08 Oct Conscious Breathing can change your Life!
This one step can change your life in ways that are currently impossible to imagine. Honestly, I can’t say enough good things about this breathing technique. I have seen so many people turn their lives around by making Conscious Breathing a part of their daily life.
Two Key Systems
First some important background information. You have an Autonomic Nervous System and it controls all the things that happen automatically: blinking your eyes, the electrical heartbeat, digesting food etc.
Within this Autonomic Nervous System, you have 2 electrical circuits: the Sympathetic Nervous System and the Parasympathetic Nervous System.
When you are under stress, your Sympathetic Nervous System is activated: Blood pressure rises, heart rate speeds up, breathing quickens, the large muscle groups contract, the micro muscles (for example in your gut, the condition of which greatly impacts your mental health and your immune system) contract and your mental focus becomes very narrow and intense.
When the Parasympathetic Nervous System is activated: Blood pressure goes down, heart rate and breathing slow down, the large and small muscle groups relax, the mind ‘opens’ and can think clearly and there is a profound sense of being centered, grounded, calm and clear thinking.
From an emotional and psychological standpoint the ideal is to live from the peaceful Parasympathetic Nervous System and only activate the Sympathetic Nervous System when presented with a stressful moment. After the stress passes, you would then return to the Parasympathetic Nervous System. However, in these highly demanding, emotionally stressed out lives we live, most people are living from the Sympathetic Nervous System all the time. In fact, most are jammed in high gear! Day after day, year after year, hanging on for dear life becomes a way of life.
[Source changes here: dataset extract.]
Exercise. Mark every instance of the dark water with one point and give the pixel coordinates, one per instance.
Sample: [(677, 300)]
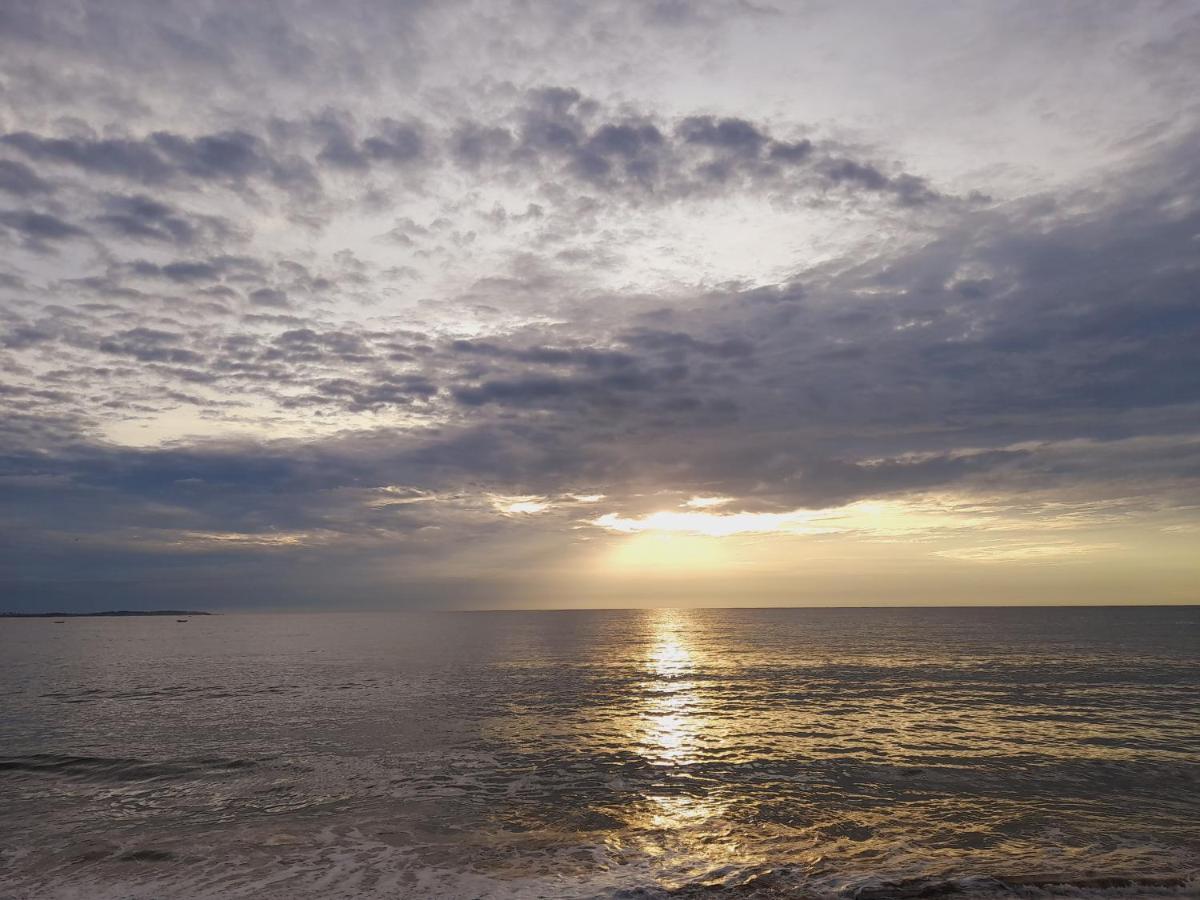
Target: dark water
[(799, 753)]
And what happens to an engine that is run at high-speed 24/7 year after year? Burnout! Mentally, emotionally and physically we are simply not designed to be under so much intense pressure all the time.
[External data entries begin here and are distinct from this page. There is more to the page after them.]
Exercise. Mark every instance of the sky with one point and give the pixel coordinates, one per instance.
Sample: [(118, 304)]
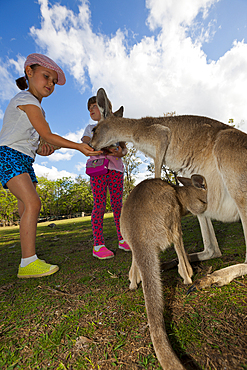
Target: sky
[(153, 57)]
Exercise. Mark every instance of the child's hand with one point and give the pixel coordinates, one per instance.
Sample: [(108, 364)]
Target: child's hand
[(87, 150)]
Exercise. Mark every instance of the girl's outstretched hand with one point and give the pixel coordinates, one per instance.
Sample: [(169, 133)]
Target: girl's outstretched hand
[(87, 150), (46, 150)]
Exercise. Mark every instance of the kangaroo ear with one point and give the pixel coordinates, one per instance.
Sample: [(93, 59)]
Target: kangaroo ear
[(185, 181), (103, 102), (119, 112), (199, 181)]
Here’s the good news! Right now, you have the ability to unplug from the stressed out Sympathetic Nervous System and plug into the peaceful Parasympathetic Nervous System anytime you want. This is done via Conscious Breathing.
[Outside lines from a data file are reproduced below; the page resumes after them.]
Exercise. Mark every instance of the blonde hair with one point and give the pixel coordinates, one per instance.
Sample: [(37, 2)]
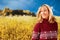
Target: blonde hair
[(51, 18)]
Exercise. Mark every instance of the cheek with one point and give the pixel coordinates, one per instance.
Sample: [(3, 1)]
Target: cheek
[(45, 15)]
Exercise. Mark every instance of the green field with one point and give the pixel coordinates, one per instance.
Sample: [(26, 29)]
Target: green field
[(19, 27)]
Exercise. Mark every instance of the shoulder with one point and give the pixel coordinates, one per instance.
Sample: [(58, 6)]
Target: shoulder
[(55, 22)]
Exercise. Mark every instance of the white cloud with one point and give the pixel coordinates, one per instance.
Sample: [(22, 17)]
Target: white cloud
[(22, 4)]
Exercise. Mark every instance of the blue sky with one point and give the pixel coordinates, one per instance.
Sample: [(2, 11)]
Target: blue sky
[(31, 5)]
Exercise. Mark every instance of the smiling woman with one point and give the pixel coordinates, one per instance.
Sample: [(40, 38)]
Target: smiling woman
[(46, 28)]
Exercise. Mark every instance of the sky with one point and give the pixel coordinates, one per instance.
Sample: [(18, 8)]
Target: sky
[(31, 5)]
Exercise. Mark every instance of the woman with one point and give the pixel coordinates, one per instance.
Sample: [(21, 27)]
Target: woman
[(46, 27)]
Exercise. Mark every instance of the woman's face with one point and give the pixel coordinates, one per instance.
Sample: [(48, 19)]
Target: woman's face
[(44, 12)]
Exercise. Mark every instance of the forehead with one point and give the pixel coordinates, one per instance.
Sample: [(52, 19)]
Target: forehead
[(44, 8)]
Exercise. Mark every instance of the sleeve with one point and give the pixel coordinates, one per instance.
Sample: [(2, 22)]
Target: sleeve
[(56, 26), (36, 34)]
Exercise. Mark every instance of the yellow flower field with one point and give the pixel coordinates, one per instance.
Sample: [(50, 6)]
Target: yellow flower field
[(19, 27)]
Conscious Breathing is slow, deep, PEACEFUL and relaxed belly breathing. There is nothing is forced about it. It should sound and feel like a wave in slow motion.
Before beginning, first make sure that you do not have any breathing or blood pressure issues. If you do, clear this with your doctor first.
Here’s how to do it:
- Do this at a time when you won’t be disturbed. Turn off the electronics.
- This breathing can be done lying down or seated. Make yourself comfortable.
- Close your eyes. Let your shoulders relax.
- First take your attention within and notice what each part of your body is feeling. Feel your mind slowing down and your body relaxing.
- Next, place your hands on your belly. As you slowly inhale, feel your belly rise. This is a slow, gentle inhalation. Feel connected with the surface you’re lying /seated on.
- As you exhale, allow the stress to gently fall away from you, as if a sweater is slipping off your shoulders.
- Don’t try to control your breathing, simply let the breath go. Your body knows what to do.
- After you’ve completed the number of breaths you want, keep your eyes closed and return to your normal breathing.
- Remain like this for a minute or two, then open your eyes.
- You should feel peaceful, centered and calm.
Important: remember to always check with your healthcare practitioner first before making changes such as Conscious Breathing, to your lifestyle.
Consistency is Key
To receive the maximum benefits from this, the key is Consistency. Most people tell me that it’s not the breathing that’s difficult to do, it’s remembering to do it. Here are some tips:
- Set notifications on your phone to remind you.
- Do it in the shower. This is a great tip for parents of young children who rarely get a free moment to themselves!
- Schedule it in with something else you do consistently: having your morning coffee/journaling, taking vitamins, after working out, before meditating, while you’re in the car waiting for it to warm up before driving.
Given that consistency is key when developing a new behavioural pattern, start with small steps to which you can commit. I recommend that you begin by doing Conscious Breathing 3 times day for 1 set of 8 breaths. This daily practice is a powerful way to recalibrate your nervous system back to a place of Balance. After about 2 weeks, if you are feeling comfortable with it, increase it to 2 sets of 8, 3 times a day and from there on make it a part of your lifestyle.
Each time you sit down to do this breathing, be aware that you are pressing the Reset button. In doing so, you’re telling your mind, heart and body to return to its original state of being. Balance.
In a remarkably short period of time you will notice the extraordinary benefits it offers. Science backs this up. When you breathe in this area of your body in this way, you activate the Vagus Nerve, which then activates the Parasympathetic Nervous System.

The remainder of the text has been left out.